Une architecture institutionnelle repensée
L’innovation majeure de la Ve République est la création d’un Congrès annuel consacré à l’état de la Nation, prévu par l’article 59 de la Constitution issue du Dialogue National Inclusif. Ce mécanisme impose au président de présenter chaque année son bilan et ses perspectives devant les élus du peuple. Loin d’être symbolique, cette disposition instaure un rendez-vous permanent entre l’exécutif et le législatif, renforçant la légitimité des gouvernants par leur capacité à expliquer leurs choix et à assumer leurs résultats.
Le choix du Palais Léon Mba comme siège du Congrès n’est pas anodin. Pendant des décennies, la vie politique se concentrait autour du Palais du Bord de Mer. Désormais, le Parlement devient le lieu central de la parole présidentielle, signalant une volonté claire de rééquilibrer les pouvoirs et de redonner au législatif sa place dans la vie publique.
Un bilan de transformation
Face aux parlementaires, Brice Clotaire Oligui Nguema a dressé un état des lieux ambitieux de l’action menée depuis août 2023. Son discours a insisté sur la reconstruction accélérée du Gabon : restauration de l’État, modernisation de l’économie et amélioration des conditions de vie. Les annonces sociales ont été nombreuses : création d’un quatrième fonds de la CNAMGS pour les travailleurs informels, construction de 3 100 logements sociaux pour les fonctionnaires, versement de la troisième phase des rappels de solde (35 milliards de FCFA), et remboursement des épargnants de la Poste (10 milliards de FCFA).
Le chef de l’État a également mis en avant la régularisation de plus de 60 000 situations administratives et la création de 22 000 emplois dans le privé. Ces mesures visent à répondre aux attentes sociales et à restaurer la confiance entre l’administration et les citoyens.

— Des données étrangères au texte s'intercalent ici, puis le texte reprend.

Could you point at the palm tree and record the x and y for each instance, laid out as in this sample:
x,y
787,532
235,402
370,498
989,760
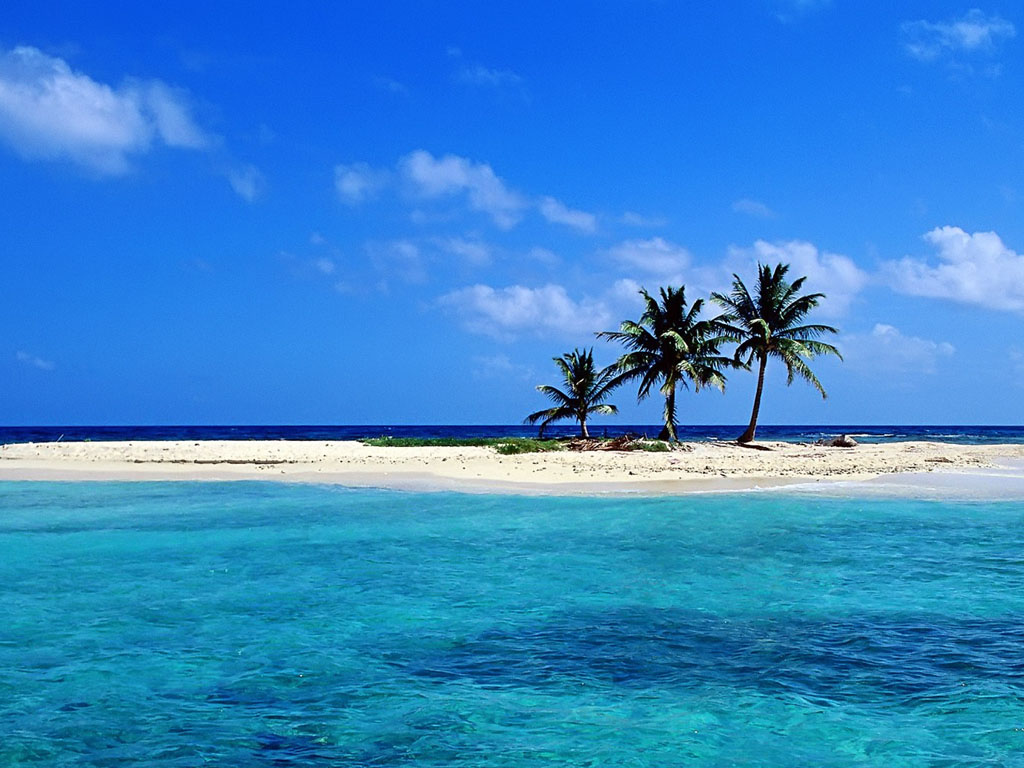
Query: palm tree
x,y
586,390
771,325
669,346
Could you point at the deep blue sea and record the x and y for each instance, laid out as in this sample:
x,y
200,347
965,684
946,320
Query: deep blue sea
x,y
257,624
788,432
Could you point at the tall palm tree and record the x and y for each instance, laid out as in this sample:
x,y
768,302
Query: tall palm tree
x,y
670,346
770,324
586,389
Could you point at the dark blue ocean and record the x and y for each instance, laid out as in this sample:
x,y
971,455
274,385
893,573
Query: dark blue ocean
x,y
788,432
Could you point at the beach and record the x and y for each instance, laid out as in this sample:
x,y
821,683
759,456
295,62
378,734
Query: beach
x,y
691,467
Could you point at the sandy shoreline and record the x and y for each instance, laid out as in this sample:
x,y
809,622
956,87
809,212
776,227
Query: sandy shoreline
x,y
698,466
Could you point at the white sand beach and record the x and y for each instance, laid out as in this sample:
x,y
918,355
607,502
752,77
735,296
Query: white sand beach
x,y
697,466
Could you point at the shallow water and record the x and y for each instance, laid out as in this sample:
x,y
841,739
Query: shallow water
x,y
264,625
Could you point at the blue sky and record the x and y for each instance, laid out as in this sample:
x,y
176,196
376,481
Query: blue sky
x,y
399,212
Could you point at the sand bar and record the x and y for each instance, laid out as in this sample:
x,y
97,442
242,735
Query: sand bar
x,y
694,467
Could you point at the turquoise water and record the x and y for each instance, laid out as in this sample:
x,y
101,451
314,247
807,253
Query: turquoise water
x,y
264,625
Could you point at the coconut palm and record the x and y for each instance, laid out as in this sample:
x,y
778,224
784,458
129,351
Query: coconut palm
x,y
586,389
770,324
670,346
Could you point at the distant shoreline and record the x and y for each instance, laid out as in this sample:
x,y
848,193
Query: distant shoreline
x,y
983,434
694,467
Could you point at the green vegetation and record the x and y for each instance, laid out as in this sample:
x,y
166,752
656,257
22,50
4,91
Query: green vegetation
x,y
771,325
506,445
514,445
651,446
586,390
670,346
526,445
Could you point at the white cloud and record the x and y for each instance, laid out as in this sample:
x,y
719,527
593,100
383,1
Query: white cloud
x,y
34,361
358,182
558,213
473,251
437,177
48,111
398,259
974,33
484,76
754,208
247,181
391,85
886,350
632,218
656,257
501,367
832,273
508,312
976,268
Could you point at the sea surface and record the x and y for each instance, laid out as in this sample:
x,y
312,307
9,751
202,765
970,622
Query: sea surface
x,y
257,624
787,432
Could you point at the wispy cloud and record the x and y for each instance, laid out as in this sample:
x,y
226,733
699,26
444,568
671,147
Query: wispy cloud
x,y
424,176
358,182
398,259
451,174
976,269
390,85
501,367
506,313
247,180
472,251
754,208
974,33
632,218
49,112
832,273
558,213
35,361
886,350
655,257
485,76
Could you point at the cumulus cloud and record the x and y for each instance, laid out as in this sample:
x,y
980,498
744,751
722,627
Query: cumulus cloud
x,y
398,259
487,77
753,208
49,112
973,33
247,181
450,175
35,361
976,269
501,367
887,350
358,182
472,251
558,213
632,218
832,273
655,257
516,310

Sur le plan économique, l’accent a été mis sur la souveraineté : rachat d’actifs pétroliers stratégiques (Assala, Tullow Oil), ouverture de nouveaux puits, expansion de Fly Gabon, acquisition de bus urbains, et réhabilitation du réseau ferroviaire. Autant d’initiatives qui témoignent d’une stratégie de modernisation des infrastructures et de contrôle des ressources nationales.
Vers un nouveau contrat national
Au-delà des chiffres, l’enjeu de cette adresse était la vision politique qu’elle porte. Le président gabonais cherche à installer un nouveau contrat entre l’État et les citoyens, fondé sur la responsabilité, l’efficacité et la participation. La réforme annoncée du secteur de l’eau et de l’électricité, les investissements dans les infrastructures publiques, les programmes d’autonomisation des jeunes (Taxi Gab) et la diplomatie gabonaise renforcée dessinent une stratégie globale de repositionnement du pays.

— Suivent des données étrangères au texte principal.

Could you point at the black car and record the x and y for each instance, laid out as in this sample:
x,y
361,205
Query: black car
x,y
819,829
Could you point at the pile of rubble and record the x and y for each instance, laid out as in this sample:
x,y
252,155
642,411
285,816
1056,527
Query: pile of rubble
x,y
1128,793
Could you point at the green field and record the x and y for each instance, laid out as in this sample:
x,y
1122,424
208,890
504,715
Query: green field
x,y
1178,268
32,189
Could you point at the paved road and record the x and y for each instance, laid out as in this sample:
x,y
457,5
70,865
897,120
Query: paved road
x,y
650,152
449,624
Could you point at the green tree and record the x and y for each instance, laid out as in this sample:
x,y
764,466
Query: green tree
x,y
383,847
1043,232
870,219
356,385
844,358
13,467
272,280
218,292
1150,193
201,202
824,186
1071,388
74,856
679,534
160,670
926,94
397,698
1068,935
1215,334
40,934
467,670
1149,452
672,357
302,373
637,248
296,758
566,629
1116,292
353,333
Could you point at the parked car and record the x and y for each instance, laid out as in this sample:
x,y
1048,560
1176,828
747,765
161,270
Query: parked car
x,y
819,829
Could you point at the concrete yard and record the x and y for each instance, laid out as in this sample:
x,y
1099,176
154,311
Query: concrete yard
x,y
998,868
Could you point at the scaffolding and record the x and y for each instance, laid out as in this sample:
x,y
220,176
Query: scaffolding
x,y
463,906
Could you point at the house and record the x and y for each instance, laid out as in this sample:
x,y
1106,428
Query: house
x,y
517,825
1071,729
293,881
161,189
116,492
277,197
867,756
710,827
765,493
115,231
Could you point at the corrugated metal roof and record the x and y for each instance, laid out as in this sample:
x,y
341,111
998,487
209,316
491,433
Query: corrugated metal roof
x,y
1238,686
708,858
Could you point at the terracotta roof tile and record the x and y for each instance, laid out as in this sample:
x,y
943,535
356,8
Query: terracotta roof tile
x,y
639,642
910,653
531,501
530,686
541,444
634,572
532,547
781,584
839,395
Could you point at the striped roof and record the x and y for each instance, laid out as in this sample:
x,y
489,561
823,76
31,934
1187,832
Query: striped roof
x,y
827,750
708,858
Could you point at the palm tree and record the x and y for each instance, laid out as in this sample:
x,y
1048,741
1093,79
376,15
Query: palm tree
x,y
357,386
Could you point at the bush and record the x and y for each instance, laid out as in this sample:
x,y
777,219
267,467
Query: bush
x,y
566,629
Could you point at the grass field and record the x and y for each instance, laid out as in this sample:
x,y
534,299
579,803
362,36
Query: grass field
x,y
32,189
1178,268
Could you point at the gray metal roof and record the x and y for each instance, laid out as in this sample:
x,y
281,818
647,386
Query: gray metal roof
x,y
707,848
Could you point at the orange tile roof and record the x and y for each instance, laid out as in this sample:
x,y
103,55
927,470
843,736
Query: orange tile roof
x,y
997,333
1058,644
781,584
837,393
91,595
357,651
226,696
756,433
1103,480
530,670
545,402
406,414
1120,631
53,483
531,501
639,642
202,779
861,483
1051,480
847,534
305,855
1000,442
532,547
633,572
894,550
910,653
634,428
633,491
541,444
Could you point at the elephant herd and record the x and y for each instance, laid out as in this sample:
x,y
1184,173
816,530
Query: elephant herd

Cette première adresse sur l’état de la Nation intervient alors que de nombreux États africains cherchent à consolider leurs institutions tout en répondant aux défis du développement. En faisant du Congrès un exercice annuel obligatoire, la Ve République gabonaise tente d’institutionnaliser une pratique rare sur le continent.
Le véritable test ne résidera pas dans la qualité du discours, mais dans la capacité des institutions à faire vivre cette exigence de redevabilité dans la durée. Car une démocratie se construit par la régularité des comptes rendus et la cohérence des résultats. À Libreville, le 15 juin 2026, le président Oligui Nguema n’a pas seulement présenté un bilan ; il a inauguré un rituel républicain appelé à devenir un marqueur de la nouvelle architecture politique gabonaise.